I got married on August 17th. After the wedding, the sheva brachot, moving my life and someone else’s life into a new apartment, getting our wedding license, filling out all the paper work for our joint bank account, all our new billing information etc…life as a newlywed had finally come. It’s supposed to be paradise, they all say. We get to wake up and fall asleep next to each other, never having to say goodbye. When one of us leaves for school or work, it’s ok, because we’ll see each other at dinner. There is no care in the world because we are just so happy, so in love, on cloud nine.
But no. Not when you are living in Israel. My husband is finishing his first year of civil engineering at Ariel University. Ariel, the big Jewish settlement in Samaria, that borders Palestinian towns and villages Salfit, Marda and Iskaka. It’s always scary knowing that he’ll be driving through that area every day when he leaves for school. But hey, we’re both American olim who came to Israel because we are Zionists and are building our dreams. The young olim who aren’t scared of anything. I can’t be the one to worry when he leaves every morning. I’ll leave the worrying to my mother in-law.
But not these days. I have turned into a worrying Jewish mother. Instead of giving him a goodbye kiss when his alarm goes off, and rolling around back into my slumber, I wake with him. I wake up early with him, sit on the couch and watch him put on his tefillin, sit with him at breakfast, and spend every last second I can with him before he walks out that door. I give him the biggest hug every morning and the amount of “I love you”s that come out of my mouth are uncountable. I do this, because every morning when my husband leaves for school I am scared. I don’t feel the newlywed paradise. I do have every care in the world. I don’t just think to myself, “it’s fine, he’ll be home by dinner.” I sit there waiting for his text to tell me he has arrived safely to school.
And this has become my morning routine as a new wife. I worry, I cry, and I cry some more. I don’t want him to drive through those roads where stoning is so probable. I don’t want him to take a bus filled with all of our cousins who these days just walk around with knives. And When he gets home, and I take a sigh of relief and thank HaShem endlessly, I still worry. Because home isn’t even safe any more. There was a stabbing in Petach Tikva, a place I travel to at least once a week, by THE mall I shop at. There was a stabbing today in Tel Aviv, on the street I travel down to get to my dentist.
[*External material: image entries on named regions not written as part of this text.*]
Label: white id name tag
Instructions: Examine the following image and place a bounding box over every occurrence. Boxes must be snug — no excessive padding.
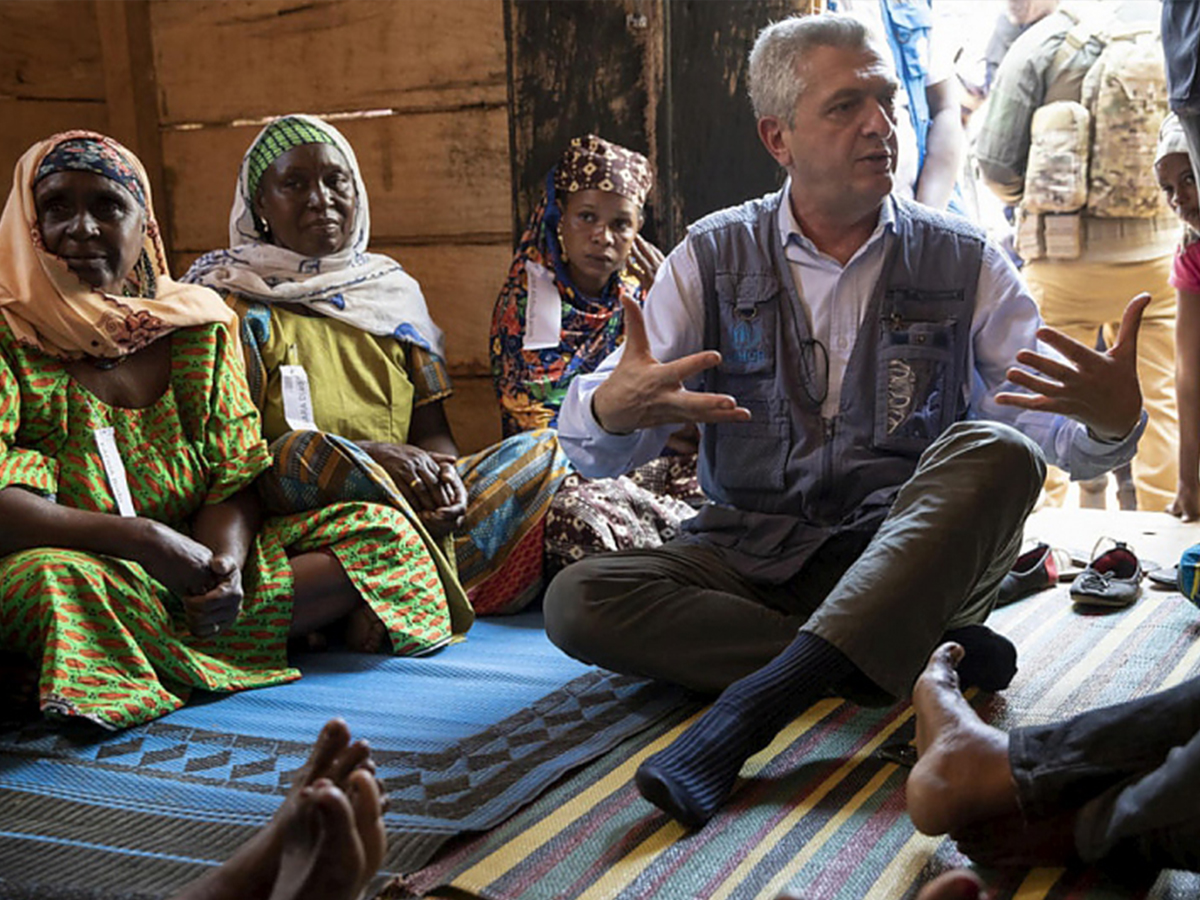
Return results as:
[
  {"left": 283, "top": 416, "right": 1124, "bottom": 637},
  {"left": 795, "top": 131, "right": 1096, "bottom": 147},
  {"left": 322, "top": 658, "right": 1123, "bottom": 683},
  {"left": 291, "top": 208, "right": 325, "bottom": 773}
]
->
[
  {"left": 92, "top": 428, "right": 137, "bottom": 518},
  {"left": 521, "top": 262, "right": 563, "bottom": 350},
  {"left": 280, "top": 366, "right": 317, "bottom": 431}
]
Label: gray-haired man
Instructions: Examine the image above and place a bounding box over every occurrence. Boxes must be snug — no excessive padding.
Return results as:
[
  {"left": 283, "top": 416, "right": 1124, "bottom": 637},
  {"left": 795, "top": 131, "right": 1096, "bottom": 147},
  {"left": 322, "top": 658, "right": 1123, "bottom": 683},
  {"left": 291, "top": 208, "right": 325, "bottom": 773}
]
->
[{"left": 546, "top": 14, "right": 1144, "bottom": 826}]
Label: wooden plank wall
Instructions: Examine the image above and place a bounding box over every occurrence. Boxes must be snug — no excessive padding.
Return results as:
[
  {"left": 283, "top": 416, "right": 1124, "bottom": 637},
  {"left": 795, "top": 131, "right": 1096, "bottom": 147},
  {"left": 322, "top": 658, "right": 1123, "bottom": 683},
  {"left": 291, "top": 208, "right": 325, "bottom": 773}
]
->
[
  {"left": 0, "top": 0, "right": 512, "bottom": 451},
  {"left": 0, "top": 0, "right": 108, "bottom": 178}
]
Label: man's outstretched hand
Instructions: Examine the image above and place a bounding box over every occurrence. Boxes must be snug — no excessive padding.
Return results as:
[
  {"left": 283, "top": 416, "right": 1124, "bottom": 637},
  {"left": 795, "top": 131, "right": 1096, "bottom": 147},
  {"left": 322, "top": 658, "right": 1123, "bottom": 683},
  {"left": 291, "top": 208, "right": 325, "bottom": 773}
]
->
[
  {"left": 996, "top": 294, "right": 1150, "bottom": 440},
  {"left": 592, "top": 298, "right": 750, "bottom": 434}
]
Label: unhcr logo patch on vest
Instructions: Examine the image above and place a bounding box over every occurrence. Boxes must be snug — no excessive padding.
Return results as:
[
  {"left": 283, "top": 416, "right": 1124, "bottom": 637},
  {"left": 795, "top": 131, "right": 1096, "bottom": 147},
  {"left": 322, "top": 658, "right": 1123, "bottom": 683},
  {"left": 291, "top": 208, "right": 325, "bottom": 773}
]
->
[{"left": 730, "top": 310, "right": 768, "bottom": 371}]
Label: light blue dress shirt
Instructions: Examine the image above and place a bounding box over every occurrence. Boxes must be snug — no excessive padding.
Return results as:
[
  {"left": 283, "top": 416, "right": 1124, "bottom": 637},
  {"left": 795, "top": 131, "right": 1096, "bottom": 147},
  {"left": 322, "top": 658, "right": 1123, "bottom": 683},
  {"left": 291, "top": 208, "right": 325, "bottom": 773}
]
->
[{"left": 558, "top": 187, "right": 1146, "bottom": 480}]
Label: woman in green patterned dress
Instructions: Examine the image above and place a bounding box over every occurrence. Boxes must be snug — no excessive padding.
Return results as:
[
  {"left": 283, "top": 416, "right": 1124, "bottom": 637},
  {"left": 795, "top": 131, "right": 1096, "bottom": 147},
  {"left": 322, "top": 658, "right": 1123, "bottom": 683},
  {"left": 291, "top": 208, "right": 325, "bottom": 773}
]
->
[
  {"left": 184, "top": 114, "right": 571, "bottom": 614},
  {"left": 0, "top": 132, "right": 472, "bottom": 728}
]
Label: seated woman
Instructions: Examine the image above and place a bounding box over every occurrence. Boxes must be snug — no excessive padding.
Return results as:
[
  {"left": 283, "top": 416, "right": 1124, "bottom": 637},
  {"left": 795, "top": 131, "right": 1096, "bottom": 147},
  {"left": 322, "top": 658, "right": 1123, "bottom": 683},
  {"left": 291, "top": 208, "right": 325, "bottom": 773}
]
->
[
  {"left": 0, "top": 132, "right": 472, "bottom": 728},
  {"left": 185, "top": 115, "right": 570, "bottom": 612},
  {"left": 491, "top": 134, "right": 703, "bottom": 570}
]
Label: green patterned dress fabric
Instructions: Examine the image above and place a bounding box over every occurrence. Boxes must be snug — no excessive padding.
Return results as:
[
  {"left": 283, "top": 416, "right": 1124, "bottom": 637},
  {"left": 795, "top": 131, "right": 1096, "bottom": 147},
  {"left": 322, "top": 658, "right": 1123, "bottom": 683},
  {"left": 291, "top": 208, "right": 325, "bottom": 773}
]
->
[{"left": 0, "top": 325, "right": 452, "bottom": 728}]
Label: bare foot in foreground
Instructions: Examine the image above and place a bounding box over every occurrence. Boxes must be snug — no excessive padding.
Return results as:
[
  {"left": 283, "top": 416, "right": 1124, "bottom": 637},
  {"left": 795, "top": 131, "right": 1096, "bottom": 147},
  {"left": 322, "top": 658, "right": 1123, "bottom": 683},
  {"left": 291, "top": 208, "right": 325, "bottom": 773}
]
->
[
  {"left": 917, "top": 869, "right": 991, "bottom": 900},
  {"left": 174, "top": 719, "right": 384, "bottom": 900},
  {"left": 907, "top": 643, "right": 1020, "bottom": 835},
  {"left": 270, "top": 769, "right": 386, "bottom": 900}
]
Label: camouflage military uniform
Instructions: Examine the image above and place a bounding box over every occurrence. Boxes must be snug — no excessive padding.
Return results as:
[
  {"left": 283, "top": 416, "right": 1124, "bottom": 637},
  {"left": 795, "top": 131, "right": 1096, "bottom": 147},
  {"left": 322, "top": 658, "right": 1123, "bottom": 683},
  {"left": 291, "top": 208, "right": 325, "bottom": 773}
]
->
[{"left": 974, "top": 7, "right": 1180, "bottom": 510}]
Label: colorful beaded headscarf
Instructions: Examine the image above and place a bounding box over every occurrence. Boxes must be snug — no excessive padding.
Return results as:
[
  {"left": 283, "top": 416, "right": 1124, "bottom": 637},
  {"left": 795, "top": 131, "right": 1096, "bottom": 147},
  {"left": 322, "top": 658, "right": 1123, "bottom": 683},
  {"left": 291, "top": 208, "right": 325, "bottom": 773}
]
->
[
  {"left": 34, "top": 138, "right": 146, "bottom": 209},
  {"left": 246, "top": 115, "right": 337, "bottom": 198},
  {"left": 554, "top": 134, "right": 653, "bottom": 208}
]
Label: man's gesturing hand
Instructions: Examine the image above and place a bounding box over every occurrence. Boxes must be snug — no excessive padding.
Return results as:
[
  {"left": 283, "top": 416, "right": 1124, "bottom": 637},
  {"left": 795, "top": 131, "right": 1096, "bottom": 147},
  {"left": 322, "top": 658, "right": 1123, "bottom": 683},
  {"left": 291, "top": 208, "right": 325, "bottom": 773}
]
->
[
  {"left": 996, "top": 294, "right": 1150, "bottom": 440},
  {"left": 592, "top": 298, "right": 750, "bottom": 434}
]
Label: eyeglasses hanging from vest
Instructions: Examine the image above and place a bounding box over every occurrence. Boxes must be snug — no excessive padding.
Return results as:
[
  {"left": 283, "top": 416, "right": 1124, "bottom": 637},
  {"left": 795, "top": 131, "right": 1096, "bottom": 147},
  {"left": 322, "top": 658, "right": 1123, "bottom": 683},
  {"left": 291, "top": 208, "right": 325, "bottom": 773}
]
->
[{"left": 800, "top": 337, "right": 829, "bottom": 408}]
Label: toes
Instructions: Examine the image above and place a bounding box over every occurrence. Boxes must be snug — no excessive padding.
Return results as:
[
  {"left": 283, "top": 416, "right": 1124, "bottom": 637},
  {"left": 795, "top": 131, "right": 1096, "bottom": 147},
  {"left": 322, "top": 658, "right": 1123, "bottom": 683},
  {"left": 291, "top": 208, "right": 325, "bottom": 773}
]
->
[
  {"left": 347, "top": 769, "right": 388, "bottom": 875},
  {"left": 299, "top": 719, "right": 350, "bottom": 785},
  {"left": 328, "top": 740, "right": 373, "bottom": 790},
  {"left": 917, "top": 869, "right": 984, "bottom": 900}
]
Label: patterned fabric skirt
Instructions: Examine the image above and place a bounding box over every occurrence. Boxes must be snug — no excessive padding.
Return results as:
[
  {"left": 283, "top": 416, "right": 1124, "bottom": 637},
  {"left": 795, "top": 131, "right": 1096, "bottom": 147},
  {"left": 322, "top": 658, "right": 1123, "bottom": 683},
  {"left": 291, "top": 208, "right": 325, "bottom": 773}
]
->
[
  {"left": 455, "top": 428, "right": 571, "bottom": 616},
  {"left": 0, "top": 503, "right": 451, "bottom": 728},
  {"left": 544, "top": 454, "right": 704, "bottom": 578}
]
Instead of talking to my husband about our future honeymoon, and our hopes and aspirations for this exciting time in our lives, we comfort each other every 2 minutes when we read about yet another attack. We call each other endlessly, not to just hear the other say “I love you”, but to make sure the other is still alive and unharmed.
So I guess we are not your conventional newlyweds. What I can tell you is that I will not let these people ruin my new life with the love of my life. I will hug and kiss my husband every time he walks out that door, but I will let him leave. And when he leaves I will continue talking to HaShem. When he comes home, I will continue thanking HaShem. But we will live in this country with our heads held high, and we will do everything in our power to build our dream in this country, to build another Jewish family in our homeland.